Moonrise over Lake Mohave at Powerline Wash Cove. The sci-fi mood continued at our camp as the power-lines hummed less than 100 yards to the south.
Dawn at Powerline Cove and the wind was calm. Maybe we could finally get out on the lake.
As we considered paddling the lake, the air began to move and the wind returned.
The return route through the power-lines seemed much less dramatic in the morning light.
There were a few prospects along Aztec Wash.
We decided to drive out to Fire Mountain Cove. The sign reads 4x4 required but this road was in great shape and could be driven in 2WD.
This was probably the best road to a cove that we drove during our entire time at Lake Mohave.
As we approached the lake the road became surrounded by a steel pipe and cable sheath.
There was a mile of this cable/pipe fence. (We measured it on the way out.) How much did this cost? Four inch pipes every ten feet equals more than 1,000 pipes. Upon our return I checked the price of four inch pipe and found a cheap price at $65, equals $6,500. 10,000 feet of steel rope/cable @ 55 cents a foot equals $5,000. The cost of this project was $11,500 before transportation and labor costs which would, at minimum, treble the total. Jan commented as we departed Fire Mountain Cove, "that was a lot uglier than some tire tracks." I added, "and those poles will be standing there for hundreds of years."

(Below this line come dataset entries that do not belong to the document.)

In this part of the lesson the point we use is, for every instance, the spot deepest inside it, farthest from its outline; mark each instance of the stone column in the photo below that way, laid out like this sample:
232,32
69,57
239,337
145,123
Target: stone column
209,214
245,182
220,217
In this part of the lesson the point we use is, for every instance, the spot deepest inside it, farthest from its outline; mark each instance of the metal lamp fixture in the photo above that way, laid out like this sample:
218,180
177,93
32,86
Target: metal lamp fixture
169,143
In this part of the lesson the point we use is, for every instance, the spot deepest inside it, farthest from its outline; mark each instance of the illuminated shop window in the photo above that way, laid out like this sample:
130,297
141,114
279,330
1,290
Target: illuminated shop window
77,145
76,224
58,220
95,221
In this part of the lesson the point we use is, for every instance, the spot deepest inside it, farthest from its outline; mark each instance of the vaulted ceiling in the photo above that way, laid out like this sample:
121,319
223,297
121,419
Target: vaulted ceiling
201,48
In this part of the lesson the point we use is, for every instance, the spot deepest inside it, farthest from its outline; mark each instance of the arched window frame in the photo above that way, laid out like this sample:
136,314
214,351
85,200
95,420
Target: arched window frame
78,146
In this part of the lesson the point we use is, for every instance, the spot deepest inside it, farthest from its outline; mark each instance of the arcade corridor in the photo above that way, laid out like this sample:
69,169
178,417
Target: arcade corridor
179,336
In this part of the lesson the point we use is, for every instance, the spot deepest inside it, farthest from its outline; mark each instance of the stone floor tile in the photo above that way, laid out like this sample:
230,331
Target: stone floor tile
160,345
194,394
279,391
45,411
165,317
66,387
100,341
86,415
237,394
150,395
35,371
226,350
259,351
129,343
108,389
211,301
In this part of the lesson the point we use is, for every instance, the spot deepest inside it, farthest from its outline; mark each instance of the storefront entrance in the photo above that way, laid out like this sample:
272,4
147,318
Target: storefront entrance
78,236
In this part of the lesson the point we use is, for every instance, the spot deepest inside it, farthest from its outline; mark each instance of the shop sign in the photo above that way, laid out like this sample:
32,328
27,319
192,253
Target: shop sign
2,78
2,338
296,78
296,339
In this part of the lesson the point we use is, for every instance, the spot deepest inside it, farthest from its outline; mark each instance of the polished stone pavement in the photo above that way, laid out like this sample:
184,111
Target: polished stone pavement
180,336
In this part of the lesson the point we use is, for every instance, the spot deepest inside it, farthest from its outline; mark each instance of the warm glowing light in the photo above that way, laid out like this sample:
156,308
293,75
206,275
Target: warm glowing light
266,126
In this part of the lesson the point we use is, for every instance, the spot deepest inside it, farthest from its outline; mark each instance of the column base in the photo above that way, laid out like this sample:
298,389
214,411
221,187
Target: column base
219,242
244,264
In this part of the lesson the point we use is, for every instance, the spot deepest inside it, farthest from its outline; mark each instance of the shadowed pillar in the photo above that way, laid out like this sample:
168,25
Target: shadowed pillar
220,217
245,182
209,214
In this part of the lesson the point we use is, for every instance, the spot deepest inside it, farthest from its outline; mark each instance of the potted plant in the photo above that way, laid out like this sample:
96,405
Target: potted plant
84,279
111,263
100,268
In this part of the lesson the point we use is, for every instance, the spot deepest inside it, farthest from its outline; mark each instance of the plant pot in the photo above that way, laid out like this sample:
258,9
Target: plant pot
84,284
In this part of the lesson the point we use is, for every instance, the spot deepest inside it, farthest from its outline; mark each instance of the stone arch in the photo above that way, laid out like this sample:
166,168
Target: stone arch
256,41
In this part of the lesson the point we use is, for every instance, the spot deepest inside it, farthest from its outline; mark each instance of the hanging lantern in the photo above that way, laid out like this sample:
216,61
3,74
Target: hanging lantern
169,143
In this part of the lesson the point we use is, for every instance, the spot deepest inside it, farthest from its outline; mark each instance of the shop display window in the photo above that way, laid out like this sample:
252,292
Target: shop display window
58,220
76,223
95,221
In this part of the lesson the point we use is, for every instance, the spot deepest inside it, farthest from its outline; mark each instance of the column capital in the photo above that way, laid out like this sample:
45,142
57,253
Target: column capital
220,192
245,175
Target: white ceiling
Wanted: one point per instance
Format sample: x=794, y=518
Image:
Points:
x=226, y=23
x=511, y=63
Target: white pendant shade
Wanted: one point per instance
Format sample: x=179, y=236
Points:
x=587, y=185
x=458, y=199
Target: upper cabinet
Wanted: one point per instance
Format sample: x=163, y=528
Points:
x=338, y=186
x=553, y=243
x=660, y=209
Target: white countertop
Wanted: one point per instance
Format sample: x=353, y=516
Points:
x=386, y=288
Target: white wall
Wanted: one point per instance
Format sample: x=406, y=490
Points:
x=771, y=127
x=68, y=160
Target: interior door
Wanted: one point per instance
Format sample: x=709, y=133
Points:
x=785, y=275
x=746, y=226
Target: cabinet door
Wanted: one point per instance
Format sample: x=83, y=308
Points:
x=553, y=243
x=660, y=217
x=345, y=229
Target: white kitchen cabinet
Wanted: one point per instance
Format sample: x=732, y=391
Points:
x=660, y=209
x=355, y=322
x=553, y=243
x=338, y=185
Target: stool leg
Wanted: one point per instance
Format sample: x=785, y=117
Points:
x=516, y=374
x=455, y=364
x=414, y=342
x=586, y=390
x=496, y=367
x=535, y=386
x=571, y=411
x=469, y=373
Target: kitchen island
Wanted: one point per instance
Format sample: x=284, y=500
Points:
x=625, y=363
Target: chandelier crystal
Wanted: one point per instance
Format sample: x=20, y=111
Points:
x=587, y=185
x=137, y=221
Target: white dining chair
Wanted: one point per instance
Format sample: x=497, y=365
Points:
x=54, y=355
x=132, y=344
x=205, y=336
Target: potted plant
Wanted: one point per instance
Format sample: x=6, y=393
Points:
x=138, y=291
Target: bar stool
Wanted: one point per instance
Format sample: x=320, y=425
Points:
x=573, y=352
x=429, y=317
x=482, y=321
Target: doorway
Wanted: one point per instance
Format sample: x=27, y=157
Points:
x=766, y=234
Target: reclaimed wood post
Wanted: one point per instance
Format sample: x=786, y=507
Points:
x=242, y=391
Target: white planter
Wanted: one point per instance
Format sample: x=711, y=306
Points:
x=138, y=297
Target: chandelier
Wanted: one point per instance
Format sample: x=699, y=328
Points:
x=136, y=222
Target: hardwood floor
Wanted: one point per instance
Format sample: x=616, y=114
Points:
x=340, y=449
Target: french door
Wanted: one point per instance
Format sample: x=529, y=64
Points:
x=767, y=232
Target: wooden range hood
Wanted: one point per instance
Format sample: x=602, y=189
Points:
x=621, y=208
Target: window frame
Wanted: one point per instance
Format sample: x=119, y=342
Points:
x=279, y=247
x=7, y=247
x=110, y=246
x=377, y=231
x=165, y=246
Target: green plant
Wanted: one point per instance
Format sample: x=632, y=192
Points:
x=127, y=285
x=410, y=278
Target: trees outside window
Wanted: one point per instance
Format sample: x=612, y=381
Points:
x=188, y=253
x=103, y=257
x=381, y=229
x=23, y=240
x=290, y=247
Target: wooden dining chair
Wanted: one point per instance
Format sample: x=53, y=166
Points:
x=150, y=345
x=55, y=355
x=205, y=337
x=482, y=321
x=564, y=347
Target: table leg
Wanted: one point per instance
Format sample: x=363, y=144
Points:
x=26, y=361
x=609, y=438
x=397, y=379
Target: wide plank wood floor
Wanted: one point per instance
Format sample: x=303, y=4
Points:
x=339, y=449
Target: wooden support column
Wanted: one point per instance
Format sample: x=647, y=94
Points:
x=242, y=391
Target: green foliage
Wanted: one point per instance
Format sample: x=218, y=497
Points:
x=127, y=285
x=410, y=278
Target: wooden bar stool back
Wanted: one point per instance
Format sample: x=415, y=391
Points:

We found one spot where the shoreline could be reached but only on foot.
We considered driving down to Montana Cove but ...
... with no overnight camping most of the cove's appeal disappeared.
We continued on to Eagle Wash and drove down to the former site of Nelson's Landing. After looking around we gained pavement in a few hundred yards at the eastern terminus of Silverado Canyon Road.
Driving west up Silverado Canyon Road we stopped at the Techatticup Mining Camp.
A person could spend an entire day/night here with a camera. (I am thinking that my friend Ron will be making plans for a Techatticup trip after reading this post.)
Across the road was a crashed twin engine plane on the hillside. It was a prop used in the 2001 film "3000 Miles to Graceland" starring Kurt Russell and Kevin Costner. One of many movies filmed at this site which is only a 45 mile drive from Las Vegas.
This ancient bus, one of scores of old vehicles at this location, reminded Jan and I that we needed to motor on.